05 :: Shopping

383 101 5
                                    

"Taeyong? Sejauh ini dia orangnya nggak macam-macam, sih. Kenapa lu nanya gituan?" Nino, sepupu jauh Jisoo yang kebetulan kuliah di jurusan yang sama dengannya beda empat semester, kini melirik dia bingung sambil menyedot es teh dalam gelas.

Ya ... bukan kenapa-kenapa, sih, Jisoo nanya gituan. Sebenarnya Sehun juga udah ngasih tahu, tapi kan Sehun itu satu angakatan sama Jisoo—alias Sehun juga nggak tahu-tahu amat perihal kepribadian orang yang ngajak Jisoo jalan ini. Nino satu semester dan pernah satu kelas dengan Taeyong, otomatis lebih tahu tabiatnya.

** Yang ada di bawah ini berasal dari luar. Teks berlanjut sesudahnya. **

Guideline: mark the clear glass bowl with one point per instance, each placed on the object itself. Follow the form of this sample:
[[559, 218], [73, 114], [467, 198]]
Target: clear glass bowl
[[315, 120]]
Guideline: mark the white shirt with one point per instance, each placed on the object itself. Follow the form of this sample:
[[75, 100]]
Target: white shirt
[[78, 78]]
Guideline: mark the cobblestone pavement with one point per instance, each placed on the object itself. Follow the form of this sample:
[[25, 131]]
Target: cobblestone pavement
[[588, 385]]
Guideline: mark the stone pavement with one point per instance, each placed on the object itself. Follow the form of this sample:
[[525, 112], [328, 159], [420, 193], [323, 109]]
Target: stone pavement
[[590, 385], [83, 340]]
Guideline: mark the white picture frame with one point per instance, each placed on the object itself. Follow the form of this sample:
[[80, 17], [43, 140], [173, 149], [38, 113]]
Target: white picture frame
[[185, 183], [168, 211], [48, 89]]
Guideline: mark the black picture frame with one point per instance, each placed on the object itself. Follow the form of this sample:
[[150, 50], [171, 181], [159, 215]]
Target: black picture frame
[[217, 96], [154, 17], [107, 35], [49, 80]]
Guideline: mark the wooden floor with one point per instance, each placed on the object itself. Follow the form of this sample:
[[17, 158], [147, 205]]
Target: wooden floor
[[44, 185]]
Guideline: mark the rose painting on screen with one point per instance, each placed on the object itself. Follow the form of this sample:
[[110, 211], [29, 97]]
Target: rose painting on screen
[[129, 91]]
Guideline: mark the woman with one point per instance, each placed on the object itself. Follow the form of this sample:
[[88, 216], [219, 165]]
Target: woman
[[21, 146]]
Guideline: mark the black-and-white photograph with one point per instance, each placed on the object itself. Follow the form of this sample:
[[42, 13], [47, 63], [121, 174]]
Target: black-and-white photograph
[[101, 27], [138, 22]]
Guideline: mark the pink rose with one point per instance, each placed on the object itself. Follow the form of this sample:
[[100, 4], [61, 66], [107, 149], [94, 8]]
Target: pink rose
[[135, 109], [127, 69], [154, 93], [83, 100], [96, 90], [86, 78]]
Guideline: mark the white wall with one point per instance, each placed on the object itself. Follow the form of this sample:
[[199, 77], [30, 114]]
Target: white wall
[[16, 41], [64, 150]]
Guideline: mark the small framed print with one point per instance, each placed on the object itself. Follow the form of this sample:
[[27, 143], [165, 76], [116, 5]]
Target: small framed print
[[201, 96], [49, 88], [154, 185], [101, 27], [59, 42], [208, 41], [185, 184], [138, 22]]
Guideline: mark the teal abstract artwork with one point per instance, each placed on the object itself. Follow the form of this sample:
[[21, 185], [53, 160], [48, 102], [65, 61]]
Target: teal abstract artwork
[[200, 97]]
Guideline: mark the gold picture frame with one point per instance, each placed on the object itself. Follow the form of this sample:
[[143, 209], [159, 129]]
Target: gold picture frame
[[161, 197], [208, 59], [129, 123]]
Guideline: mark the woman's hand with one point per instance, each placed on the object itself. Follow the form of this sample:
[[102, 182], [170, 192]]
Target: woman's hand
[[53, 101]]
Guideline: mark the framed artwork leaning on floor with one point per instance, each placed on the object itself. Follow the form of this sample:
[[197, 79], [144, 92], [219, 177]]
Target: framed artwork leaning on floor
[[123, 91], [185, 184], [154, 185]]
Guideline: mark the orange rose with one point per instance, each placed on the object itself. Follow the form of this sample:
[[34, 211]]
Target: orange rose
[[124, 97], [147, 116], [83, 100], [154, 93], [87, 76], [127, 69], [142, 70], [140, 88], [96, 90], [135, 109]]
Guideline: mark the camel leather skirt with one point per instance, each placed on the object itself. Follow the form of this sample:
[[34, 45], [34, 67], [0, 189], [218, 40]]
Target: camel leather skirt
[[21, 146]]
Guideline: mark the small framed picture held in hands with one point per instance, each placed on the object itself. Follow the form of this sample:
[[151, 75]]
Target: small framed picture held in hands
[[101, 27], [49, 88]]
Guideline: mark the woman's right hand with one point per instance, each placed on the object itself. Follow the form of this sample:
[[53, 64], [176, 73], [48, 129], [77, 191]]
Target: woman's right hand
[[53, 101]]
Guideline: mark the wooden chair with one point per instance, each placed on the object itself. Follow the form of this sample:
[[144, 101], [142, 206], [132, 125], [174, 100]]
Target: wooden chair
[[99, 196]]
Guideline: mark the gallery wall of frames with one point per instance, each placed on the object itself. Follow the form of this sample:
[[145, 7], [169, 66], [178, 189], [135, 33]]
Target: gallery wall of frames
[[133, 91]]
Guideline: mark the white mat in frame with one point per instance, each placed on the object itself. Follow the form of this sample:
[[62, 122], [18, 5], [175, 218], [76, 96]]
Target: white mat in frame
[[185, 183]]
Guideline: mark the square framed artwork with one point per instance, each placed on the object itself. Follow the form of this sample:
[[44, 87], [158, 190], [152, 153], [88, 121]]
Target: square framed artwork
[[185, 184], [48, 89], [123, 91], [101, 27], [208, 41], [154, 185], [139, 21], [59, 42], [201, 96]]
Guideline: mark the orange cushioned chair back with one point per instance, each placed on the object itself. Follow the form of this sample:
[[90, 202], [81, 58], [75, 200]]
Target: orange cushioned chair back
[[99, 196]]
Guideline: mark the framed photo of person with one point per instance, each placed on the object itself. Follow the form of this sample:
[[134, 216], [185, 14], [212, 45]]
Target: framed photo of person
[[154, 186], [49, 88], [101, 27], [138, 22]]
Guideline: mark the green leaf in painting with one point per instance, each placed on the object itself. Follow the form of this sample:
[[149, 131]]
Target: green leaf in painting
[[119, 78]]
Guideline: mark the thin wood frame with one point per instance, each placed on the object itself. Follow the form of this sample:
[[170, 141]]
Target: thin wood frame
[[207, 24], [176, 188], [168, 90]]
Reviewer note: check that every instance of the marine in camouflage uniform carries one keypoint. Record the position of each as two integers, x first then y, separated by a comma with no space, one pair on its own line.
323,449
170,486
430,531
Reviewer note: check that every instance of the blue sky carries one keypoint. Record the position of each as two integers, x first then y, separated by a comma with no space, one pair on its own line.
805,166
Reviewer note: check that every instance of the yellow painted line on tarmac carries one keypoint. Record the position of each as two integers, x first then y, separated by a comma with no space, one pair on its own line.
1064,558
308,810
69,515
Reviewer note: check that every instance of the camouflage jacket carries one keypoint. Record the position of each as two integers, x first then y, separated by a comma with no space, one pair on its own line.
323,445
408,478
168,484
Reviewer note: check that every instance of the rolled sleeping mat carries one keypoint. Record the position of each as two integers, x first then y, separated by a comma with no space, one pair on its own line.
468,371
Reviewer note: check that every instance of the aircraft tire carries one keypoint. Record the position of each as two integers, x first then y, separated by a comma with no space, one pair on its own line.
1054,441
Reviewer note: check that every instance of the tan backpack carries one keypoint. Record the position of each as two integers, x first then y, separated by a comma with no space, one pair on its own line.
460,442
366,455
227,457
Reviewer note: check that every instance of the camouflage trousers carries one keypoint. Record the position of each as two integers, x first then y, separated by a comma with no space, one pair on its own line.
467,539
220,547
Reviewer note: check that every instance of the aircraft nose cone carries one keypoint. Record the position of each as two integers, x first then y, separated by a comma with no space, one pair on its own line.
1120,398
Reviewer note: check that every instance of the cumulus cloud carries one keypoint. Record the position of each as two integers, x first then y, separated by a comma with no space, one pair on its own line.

"Dia itu orangnya loyal, Ji. Di saat dia bisa lulus setengah tahun lebih awal, dia malah sengaja mentokin ke semester delapan, soalnya temen-temennya pada susah lulus."

Jisoo mencibir. "Kenapa ga sekalian nemenin temen-temennya nambah semester?"

"Lo nggak tahu ya bapak dia akademisi juga? Malu lah."

Oh, iya.

Jisoo baru ingat. Maksud hati jadi mahasiswa abadi, apadaya bapaknya dosen makanya ga kesampean. Aneh bin ajaib. Walau penampilannya blangsakan, rambut lumayan gondrong dan baju kucel ga keurus, Jisoo sadar kemampuan cowok itu cukup berguna. Waktu jadi juri kemarin, Taeyong nggak asal memberi markah. Jisoo bahkan ngelihat Taeyong dan dua juri-dosen-lainnya berdiskusi serius dan cowok itu menyumbang pendapat yang masuk akal. Dengan kemampuan intelegensi sebaik itu, kenapa Taeyong kelihatan hidup santai tanpa ambisi?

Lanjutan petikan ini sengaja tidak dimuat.